Maman, Soungoura et Nakani m'appelaient "chef de famille" parce que je suis le seul homme dans notre maisonnée. S'il m'était difficile de détecter de l'ironie dans cette appellation quand elle provenait de Maman et de Soungoura, je savais parfaitement bien que Nakani, elle, à certaine expression de son visage et à son intonation, se payait un peu ma tête. Bien sûr, quelquefois je roulais de gros yeux et la menaçais du poing quand Maman faisait semblant de ne rien voir, mais c'était vraiment sans méchanceté: j'aimais bien Nakani, et elle me le rendait tout aussi bien.
J'étais donc à ma petite table de travail, et je m'exerçais à la lueur de la lampe que Soungoura m'avait achetée exprès pour mes travaux scolaires. Je peinais sur un croquis compliqué de biologie en vue des examens qui allaient se dérouler dans trois semaines. Il était deux heures du matin passées, et la nuit était calme. Maman était depuis longtemps rentrée se coucher sous la véranda. J'apercevais là-bas, sous le petit manguier rabougri, Nakani qui, comme à son habitude, dormait sur le dos, les jambes rejetées, la couverture traînant sur le sol à côté de la natte. Elle était incorrigible, cette petite! Maman l'a tant de fois grondée en disant qu'une fille ne dort pas sur le dos; elle lui a tant de fois pincé l'intérieur des cuisses quand elle la trouvait dans cette position... Mais rien n'y faisait: Nakani aimait tout simplement dormir comme ça.

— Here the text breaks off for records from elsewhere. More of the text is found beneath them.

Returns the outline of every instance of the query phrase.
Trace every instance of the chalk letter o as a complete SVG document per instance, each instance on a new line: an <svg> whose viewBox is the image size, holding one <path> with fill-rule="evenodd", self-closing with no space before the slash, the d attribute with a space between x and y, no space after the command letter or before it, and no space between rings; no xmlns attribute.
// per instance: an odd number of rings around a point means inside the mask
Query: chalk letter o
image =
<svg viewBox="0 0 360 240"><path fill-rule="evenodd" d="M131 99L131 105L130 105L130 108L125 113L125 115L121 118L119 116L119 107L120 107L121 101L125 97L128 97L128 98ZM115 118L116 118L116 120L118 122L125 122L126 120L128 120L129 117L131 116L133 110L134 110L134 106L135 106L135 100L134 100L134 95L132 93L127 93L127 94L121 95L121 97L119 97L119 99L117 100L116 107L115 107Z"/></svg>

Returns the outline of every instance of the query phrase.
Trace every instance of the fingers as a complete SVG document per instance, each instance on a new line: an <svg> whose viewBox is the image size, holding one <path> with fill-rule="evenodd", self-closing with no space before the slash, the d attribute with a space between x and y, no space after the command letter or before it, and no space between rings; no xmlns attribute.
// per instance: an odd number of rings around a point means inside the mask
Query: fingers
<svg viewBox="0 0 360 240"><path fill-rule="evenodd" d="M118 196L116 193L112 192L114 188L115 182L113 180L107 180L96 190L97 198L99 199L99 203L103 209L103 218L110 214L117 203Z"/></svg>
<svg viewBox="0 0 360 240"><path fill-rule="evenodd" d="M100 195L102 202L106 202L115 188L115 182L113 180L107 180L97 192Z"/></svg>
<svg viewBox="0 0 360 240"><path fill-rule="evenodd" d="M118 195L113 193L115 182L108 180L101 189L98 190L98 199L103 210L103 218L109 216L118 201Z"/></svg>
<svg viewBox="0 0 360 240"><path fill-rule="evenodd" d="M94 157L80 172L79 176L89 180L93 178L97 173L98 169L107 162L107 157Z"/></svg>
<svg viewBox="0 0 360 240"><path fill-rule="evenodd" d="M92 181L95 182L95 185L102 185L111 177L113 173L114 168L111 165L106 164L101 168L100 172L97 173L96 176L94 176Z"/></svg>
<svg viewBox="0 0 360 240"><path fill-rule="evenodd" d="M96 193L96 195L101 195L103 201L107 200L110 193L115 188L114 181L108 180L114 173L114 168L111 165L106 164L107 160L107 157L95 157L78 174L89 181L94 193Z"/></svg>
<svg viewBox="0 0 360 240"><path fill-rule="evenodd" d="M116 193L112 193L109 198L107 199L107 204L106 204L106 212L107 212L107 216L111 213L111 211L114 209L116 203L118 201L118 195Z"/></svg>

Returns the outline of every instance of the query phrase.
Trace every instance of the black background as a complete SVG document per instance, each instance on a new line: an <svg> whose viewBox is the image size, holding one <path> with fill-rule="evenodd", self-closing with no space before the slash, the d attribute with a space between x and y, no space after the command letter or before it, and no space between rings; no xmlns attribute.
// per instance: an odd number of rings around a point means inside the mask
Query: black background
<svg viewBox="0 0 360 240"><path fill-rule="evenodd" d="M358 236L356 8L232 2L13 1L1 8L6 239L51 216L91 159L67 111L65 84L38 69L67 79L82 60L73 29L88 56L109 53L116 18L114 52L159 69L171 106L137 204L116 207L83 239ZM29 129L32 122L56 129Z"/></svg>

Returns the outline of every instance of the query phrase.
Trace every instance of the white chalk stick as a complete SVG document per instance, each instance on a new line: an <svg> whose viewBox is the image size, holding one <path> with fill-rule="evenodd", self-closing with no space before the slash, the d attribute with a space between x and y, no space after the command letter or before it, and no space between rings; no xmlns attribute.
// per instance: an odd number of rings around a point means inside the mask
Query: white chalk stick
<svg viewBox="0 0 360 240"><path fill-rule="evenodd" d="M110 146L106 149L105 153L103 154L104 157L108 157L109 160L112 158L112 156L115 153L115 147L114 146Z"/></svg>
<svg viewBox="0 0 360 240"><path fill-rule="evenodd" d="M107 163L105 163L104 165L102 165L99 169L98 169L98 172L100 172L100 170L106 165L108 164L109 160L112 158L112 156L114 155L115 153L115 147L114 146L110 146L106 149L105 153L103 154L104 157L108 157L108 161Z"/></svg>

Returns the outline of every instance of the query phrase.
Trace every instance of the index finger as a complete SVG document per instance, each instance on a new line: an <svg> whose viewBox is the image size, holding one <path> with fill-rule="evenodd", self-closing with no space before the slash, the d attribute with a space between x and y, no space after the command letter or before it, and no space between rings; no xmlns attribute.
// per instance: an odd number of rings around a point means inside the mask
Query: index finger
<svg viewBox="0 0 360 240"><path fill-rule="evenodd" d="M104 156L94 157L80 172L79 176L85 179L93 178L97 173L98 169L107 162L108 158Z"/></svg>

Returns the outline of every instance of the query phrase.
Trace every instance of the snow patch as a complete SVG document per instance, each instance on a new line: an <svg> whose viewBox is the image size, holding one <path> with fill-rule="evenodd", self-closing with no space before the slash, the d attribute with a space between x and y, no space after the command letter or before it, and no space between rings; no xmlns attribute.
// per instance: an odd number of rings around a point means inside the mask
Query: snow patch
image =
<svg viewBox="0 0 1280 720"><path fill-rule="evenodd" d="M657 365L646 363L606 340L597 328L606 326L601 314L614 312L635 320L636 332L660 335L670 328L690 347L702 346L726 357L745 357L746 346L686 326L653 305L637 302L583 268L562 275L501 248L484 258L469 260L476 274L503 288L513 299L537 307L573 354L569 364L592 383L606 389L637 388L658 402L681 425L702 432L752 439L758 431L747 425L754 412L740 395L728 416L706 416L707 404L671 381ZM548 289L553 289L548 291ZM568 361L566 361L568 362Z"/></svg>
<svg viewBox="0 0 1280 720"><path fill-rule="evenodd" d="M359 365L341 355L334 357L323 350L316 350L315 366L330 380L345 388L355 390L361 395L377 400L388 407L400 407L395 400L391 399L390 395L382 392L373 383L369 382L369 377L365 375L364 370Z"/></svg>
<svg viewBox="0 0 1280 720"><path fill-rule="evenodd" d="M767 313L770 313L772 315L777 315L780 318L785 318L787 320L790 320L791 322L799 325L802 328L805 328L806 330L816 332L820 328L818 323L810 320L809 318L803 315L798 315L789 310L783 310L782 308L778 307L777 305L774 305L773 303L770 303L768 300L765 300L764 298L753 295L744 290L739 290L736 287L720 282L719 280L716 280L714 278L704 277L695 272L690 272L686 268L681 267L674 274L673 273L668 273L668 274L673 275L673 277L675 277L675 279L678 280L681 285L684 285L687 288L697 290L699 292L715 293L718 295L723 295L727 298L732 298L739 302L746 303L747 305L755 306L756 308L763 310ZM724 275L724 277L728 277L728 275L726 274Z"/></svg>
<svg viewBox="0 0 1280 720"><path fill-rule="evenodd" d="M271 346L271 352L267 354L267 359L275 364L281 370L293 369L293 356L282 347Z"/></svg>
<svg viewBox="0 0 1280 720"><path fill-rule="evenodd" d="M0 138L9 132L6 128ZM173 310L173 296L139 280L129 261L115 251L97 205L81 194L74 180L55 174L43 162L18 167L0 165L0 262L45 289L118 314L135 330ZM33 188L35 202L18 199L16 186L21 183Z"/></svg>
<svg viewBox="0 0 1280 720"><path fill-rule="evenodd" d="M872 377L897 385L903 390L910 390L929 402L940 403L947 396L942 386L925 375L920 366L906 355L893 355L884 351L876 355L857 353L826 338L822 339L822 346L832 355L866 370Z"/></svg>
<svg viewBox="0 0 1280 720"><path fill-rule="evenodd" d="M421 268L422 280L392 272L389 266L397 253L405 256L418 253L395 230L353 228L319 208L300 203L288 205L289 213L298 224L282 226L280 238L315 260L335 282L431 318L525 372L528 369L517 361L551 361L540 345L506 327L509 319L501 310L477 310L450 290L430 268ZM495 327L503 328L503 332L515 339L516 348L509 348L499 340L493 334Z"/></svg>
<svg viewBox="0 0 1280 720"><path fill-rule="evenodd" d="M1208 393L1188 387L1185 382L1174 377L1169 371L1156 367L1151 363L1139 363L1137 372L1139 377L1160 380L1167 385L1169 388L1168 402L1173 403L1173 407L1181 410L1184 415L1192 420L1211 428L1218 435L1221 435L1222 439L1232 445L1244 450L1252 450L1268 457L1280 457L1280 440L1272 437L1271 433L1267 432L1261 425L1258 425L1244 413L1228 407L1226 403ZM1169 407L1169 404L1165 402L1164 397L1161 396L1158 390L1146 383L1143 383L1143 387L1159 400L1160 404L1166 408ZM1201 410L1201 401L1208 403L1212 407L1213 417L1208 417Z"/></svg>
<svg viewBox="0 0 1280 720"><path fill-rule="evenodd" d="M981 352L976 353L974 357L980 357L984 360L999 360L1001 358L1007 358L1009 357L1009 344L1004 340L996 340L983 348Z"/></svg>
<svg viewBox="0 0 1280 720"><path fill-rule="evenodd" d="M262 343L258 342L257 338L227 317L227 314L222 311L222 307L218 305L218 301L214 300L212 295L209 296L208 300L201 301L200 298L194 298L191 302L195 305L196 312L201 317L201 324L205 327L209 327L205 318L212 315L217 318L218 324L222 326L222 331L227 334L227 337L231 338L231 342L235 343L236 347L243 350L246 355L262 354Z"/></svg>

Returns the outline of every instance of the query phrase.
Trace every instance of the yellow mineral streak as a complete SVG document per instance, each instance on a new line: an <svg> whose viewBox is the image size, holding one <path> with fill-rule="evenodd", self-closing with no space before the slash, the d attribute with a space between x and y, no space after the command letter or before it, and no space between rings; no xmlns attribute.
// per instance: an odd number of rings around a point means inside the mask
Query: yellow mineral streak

J'étais en train de me dire qu'en tant que "chef de famille", il me fallait trouver une solution à ce problème de Nakani, lorsqu'un faisceau de lumière balaya le ciel au-dessus des pâtés de maisons avant d'inonder notre ruelle: je compris que c'était Soungoura qui revenait. Quelques instants plus tard, une voiture s'arrêta devant chez nous, mais Soungoura n'en sortit pas tout de suite. Cela ne m'étonnait pas car il n'était pas dans les habitudes de Soungoura de descendre de voiture tout de suite. Elle traînait toujours un peu dans ces voitures-là. Des fois, il lui arrivait de n'en descendre qu'au bout d'une ou de deux longues heures. C'est à croire qu'elle s'endormait à l'intérieur en se laissant bercer par une douce musique. Mais je sais qu'elle ne s'y endormait pas: quand les vitres étaient baissées, j'entendais de petits rires fuser, des chuchotements, des roucoulements... Je sais aussi par ailleurs que presque toutes les voitures ont maintenant des sièges à dossiers rétractables... Certains hommes devaient aimer retenir Soungoura un peu plus longuement dans leur voiture.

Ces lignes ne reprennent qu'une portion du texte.